Cap sur l’Afrique, 5G, innovation : les nouveaux défis à gouverner
Cette évolution organisationnelle intervient alors que Maroc Telecom affronte plusieurs défis simultanés d’envergure. Le déploiement de la 5G d’abord, qui nécessite des investissements massifs dans les infrastructures, une adaptation aux nouveaux usages et une maîtrise fine des réglementations. Ensuite, l’accélération de la digitalisation des services, qui suppose de transformer l’expérience client, de moderniser les systèmes d’information et de faire évoluer les métiers.
Parallèlement, le groupe poursuit son expansion sur le continent africain. Déjà présent dans onze pays, Maroc Telecom cherche à renforcer sa position sur des marchés à fort potentiel, mais aussi à risques multiples : instabilité politique, pression concurrentielle, hétérogénéité réglementaire. Dans ces environnements, le pilotage stratégique demande une capacité d’adaptation renforcée, une lecture fine des contextes locaux et une gouvernance capable de trancher rapidement.
La concurrence, enfin, s’intensifie. Elle ne vient plus seulement des opérateurs historiques, mais aussi des plateformes numériques (OTT) qui captent une part croissante de la valeur ajoutée. Pour résister à ces pressions et continuer à innover, Maroc Telecom ne peut se permettre une gouvernance lente ou segmentée. L’unification de ses instances décisionnelles répond à cet impératif de réactivité.

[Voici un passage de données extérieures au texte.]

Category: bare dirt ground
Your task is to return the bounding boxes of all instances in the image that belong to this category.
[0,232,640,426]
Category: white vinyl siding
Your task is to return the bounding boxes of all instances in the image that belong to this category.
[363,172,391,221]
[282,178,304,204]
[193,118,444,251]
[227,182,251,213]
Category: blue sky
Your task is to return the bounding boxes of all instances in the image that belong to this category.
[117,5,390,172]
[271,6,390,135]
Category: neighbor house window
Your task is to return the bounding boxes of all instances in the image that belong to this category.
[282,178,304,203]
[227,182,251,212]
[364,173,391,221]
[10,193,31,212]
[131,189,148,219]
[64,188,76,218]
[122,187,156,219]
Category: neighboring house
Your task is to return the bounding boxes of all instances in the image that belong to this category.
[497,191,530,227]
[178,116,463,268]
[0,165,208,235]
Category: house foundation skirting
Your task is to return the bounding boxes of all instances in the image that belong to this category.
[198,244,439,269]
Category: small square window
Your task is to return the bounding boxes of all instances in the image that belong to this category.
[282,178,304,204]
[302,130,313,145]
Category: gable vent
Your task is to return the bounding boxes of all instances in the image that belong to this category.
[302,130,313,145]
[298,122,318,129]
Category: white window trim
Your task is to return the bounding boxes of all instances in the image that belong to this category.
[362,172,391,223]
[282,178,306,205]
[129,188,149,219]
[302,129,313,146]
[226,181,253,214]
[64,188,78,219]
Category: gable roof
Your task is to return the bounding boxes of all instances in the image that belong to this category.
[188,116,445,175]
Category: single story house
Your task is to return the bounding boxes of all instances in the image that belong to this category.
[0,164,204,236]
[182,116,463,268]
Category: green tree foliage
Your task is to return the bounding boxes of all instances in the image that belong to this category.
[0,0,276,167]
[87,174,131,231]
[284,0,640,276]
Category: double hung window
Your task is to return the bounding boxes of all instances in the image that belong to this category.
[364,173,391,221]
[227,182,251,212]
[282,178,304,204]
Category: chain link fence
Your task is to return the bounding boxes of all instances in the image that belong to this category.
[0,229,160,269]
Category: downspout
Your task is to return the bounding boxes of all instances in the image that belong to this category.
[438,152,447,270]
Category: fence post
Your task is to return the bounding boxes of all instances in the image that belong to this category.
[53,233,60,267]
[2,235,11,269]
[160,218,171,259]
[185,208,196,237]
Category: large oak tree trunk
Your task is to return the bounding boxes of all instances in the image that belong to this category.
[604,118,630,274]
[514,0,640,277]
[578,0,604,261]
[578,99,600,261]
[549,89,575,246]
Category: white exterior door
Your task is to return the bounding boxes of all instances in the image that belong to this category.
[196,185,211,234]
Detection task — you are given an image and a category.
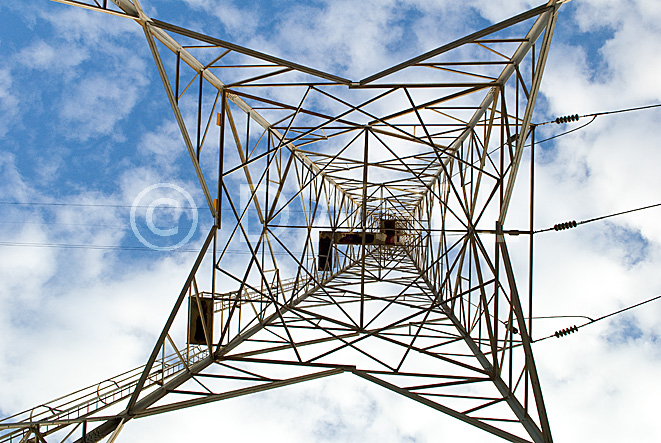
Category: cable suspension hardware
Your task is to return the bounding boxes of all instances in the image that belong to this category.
[553,325,578,338]
[553,220,578,231]
[533,203,661,234]
[555,114,581,124]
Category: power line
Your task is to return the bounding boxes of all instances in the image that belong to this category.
[533,203,661,234]
[527,103,661,146]
[532,295,661,343]
[0,241,303,256]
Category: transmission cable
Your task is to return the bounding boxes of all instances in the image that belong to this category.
[533,203,661,234]
[532,295,661,343]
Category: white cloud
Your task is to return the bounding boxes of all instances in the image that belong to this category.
[0,69,19,137]
[0,1,661,443]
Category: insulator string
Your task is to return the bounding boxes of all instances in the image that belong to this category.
[533,203,661,234]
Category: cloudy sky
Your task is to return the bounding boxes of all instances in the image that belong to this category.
[0,0,661,443]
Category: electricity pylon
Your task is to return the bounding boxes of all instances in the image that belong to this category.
[0,0,563,443]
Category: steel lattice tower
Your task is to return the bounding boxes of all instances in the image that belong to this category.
[0,0,563,443]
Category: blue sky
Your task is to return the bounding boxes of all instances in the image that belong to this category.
[0,0,661,443]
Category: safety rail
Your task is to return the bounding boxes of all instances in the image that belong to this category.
[0,346,208,443]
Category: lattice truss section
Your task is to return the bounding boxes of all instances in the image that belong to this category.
[0,0,561,442]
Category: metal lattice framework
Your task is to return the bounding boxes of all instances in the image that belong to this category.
[0,0,562,443]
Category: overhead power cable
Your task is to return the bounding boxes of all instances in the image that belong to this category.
[533,203,661,234]
[532,295,661,343]
[0,241,302,256]
[528,103,661,146]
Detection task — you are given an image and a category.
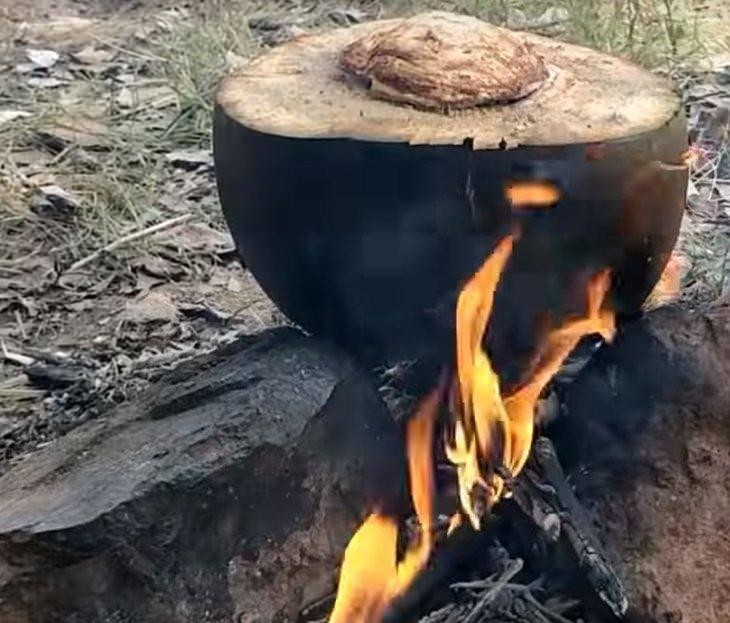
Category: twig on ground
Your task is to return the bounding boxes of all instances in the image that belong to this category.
[64,214,194,274]
[464,558,523,623]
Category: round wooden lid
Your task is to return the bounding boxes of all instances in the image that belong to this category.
[218,12,679,149]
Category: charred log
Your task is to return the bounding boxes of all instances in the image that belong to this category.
[551,302,730,623]
[0,330,405,623]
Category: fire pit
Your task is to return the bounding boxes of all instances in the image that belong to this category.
[215,12,687,623]
[214,13,687,370]
[0,13,730,623]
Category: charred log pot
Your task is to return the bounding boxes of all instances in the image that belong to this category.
[214,13,687,376]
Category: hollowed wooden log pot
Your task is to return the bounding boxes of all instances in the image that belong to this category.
[214,12,687,376]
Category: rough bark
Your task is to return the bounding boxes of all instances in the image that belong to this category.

Mais cette réforme ne portera pleinement ses fruits que si elle s’accompagne d’un renouvellement des pratiques managériales, d’une ouverture à l’intelligence collective et d’un ancrage plus fort de la culture de responsabilité. Le nouveau cadre de gouvernance, s’il est bien mis en œuvre, peut devenir un levier stratégique pour piloter les transitions technologiques, humaines et territoriales qui s’annoncent. Il appartiendra désormais à l’équipe dirigeante de démontrer que cette transformation structurelle est aussi un projet de transformation culturelle.